Gretchen
»Hallo?«, sagte sie.
Es war unter einem Betttuch. Vielleicht ein Möbelstück. Man deckte Möbel mit weißen Betttüchern ab, wenn man eine Weile verreiste. Reiche Leute mit Zweithäusern, in den Zwanzigern. Es war kein Möbel. Alte Kleidung? Etwas, das ein Obdachloser zurückgelassen hatte?

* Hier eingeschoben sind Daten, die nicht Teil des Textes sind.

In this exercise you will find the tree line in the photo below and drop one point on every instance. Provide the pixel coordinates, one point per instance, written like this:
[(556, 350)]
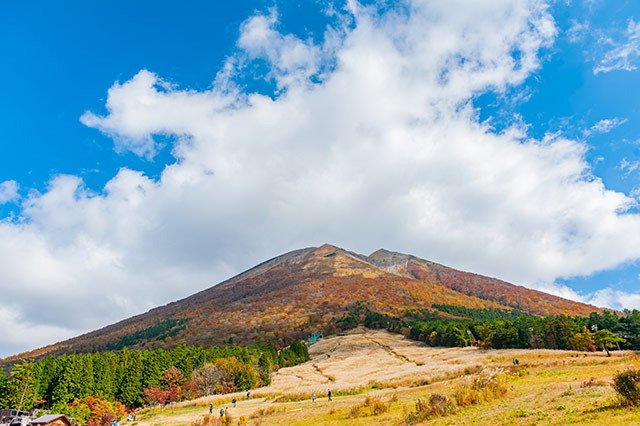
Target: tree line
[(89, 386), (498, 329)]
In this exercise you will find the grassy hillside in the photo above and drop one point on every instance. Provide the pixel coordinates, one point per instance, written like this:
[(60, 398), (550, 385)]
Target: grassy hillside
[(547, 388), (293, 295)]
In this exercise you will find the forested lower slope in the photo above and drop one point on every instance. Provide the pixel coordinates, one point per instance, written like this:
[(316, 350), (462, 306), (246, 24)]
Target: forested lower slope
[(298, 293)]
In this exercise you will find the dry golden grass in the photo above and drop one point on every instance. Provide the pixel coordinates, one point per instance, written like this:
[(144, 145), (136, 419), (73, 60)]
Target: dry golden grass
[(376, 369)]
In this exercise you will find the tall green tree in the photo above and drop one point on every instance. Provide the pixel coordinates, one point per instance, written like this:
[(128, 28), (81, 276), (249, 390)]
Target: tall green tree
[(129, 378), (21, 388)]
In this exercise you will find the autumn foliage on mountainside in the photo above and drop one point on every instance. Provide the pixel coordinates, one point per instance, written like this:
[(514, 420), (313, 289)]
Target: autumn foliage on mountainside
[(298, 293)]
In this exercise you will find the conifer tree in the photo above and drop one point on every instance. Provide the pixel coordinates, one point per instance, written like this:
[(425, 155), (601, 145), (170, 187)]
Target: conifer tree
[(21, 387)]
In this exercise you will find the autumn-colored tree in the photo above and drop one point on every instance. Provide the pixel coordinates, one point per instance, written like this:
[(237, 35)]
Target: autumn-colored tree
[(583, 341), (155, 396), (605, 339)]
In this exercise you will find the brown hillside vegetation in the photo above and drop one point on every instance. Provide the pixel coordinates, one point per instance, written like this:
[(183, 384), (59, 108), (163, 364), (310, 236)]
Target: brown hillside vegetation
[(378, 378), (306, 290)]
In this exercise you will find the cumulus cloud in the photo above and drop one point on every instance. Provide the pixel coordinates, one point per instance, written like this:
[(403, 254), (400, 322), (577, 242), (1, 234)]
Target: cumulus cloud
[(371, 140), (622, 55), (605, 126), (8, 191), (617, 299)]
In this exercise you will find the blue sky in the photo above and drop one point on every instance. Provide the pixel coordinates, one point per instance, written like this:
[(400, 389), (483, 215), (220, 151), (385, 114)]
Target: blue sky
[(76, 179)]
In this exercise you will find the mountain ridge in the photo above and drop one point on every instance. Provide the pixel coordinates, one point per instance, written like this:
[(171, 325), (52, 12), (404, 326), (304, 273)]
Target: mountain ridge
[(304, 290)]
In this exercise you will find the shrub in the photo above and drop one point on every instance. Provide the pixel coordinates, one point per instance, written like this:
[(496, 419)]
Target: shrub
[(439, 404), (627, 385), (355, 411), (490, 384), (378, 407)]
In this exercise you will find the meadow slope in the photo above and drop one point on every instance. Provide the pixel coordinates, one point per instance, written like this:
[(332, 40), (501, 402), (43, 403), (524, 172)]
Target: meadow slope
[(548, 388)]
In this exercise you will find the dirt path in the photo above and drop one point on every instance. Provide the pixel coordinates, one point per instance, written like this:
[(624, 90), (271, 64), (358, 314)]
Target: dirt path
[(359, 358)]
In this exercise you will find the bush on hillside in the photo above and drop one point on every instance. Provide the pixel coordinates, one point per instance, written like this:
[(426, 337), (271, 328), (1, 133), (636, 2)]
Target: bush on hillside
[(627, 385)]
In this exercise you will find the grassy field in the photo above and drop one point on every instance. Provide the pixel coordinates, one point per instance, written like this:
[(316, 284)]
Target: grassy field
[(382, 379)]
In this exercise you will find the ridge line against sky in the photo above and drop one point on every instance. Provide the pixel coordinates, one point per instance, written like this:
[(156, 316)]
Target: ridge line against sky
[(495, 137)]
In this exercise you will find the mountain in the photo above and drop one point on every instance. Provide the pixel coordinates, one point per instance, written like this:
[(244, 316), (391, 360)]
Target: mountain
[(307, 290)]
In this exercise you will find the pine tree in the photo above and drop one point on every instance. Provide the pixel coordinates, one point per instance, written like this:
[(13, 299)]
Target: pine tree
[(129, 378), (21, 387)]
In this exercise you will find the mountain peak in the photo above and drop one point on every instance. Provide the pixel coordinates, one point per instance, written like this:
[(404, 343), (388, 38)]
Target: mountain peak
[(304, 291)]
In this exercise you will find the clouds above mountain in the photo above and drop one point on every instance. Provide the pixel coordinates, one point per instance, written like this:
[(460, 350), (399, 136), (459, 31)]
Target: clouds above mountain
[(370, 139)]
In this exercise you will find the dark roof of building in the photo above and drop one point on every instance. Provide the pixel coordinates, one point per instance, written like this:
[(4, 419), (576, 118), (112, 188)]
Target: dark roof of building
[(49, 418)]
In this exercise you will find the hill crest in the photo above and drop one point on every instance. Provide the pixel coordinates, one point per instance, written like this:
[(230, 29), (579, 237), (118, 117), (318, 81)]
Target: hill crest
[(291, 295)]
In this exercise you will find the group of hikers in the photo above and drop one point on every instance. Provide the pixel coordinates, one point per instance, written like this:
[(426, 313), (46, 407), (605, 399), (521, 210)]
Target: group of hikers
[(223, 410)]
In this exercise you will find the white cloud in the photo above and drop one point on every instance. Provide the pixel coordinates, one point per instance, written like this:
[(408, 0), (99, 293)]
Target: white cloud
[(370, 142), (577, 31), (628, 167), (605, 126), (8, 191), (623, 55), (616, 299)]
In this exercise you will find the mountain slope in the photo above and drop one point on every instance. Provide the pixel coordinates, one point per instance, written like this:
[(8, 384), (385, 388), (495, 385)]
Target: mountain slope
[(306, 290), (513, 296)]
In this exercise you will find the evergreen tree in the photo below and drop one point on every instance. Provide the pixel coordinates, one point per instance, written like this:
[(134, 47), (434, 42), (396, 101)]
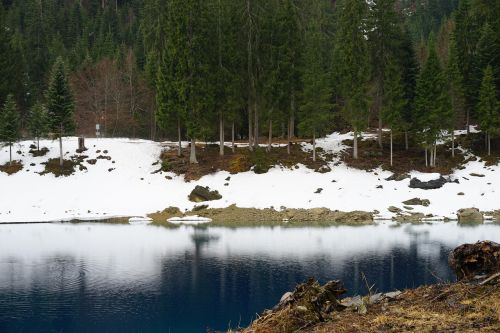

Es war keine alte Kleidung.
Wer war der Kerl, der sie angerufen hatte? Und warum hatte er es getan?
Ruf die Polizei, flüsterte eine Stimme in ihr.
Aber stattdessen tastete sie in ihrer Handtasche nach Notizbuch und Kugelschreiber.
Sie fuhr die Gestalt auf dem Boden mit der Taschenlampe nach. Um sie herum lagen, wie bei einer Art Opfer, acht oder zehn große, rote Taschenlampen, von denen keine brannte.
Vielleicht war es eine Art Renovierungsprojekt.
Es war kein Renovierungsprojekt.
»Okay«, sagte Susan. Sie bewegte sich zögernd vorwärts, mit einer Hand hielt sie Notizbuch und Stift umklammert, mit der andern die Lampe. »Ich werde nachsehen.« Als sie vor der bedeckten Gestalt ankam, kniete sie nieder, und die Knie ihrer Jeans drückten in etwas Feuchtes. Sie setzte sich auf die Fersen und leuchtete auf ihre Beine. Blut.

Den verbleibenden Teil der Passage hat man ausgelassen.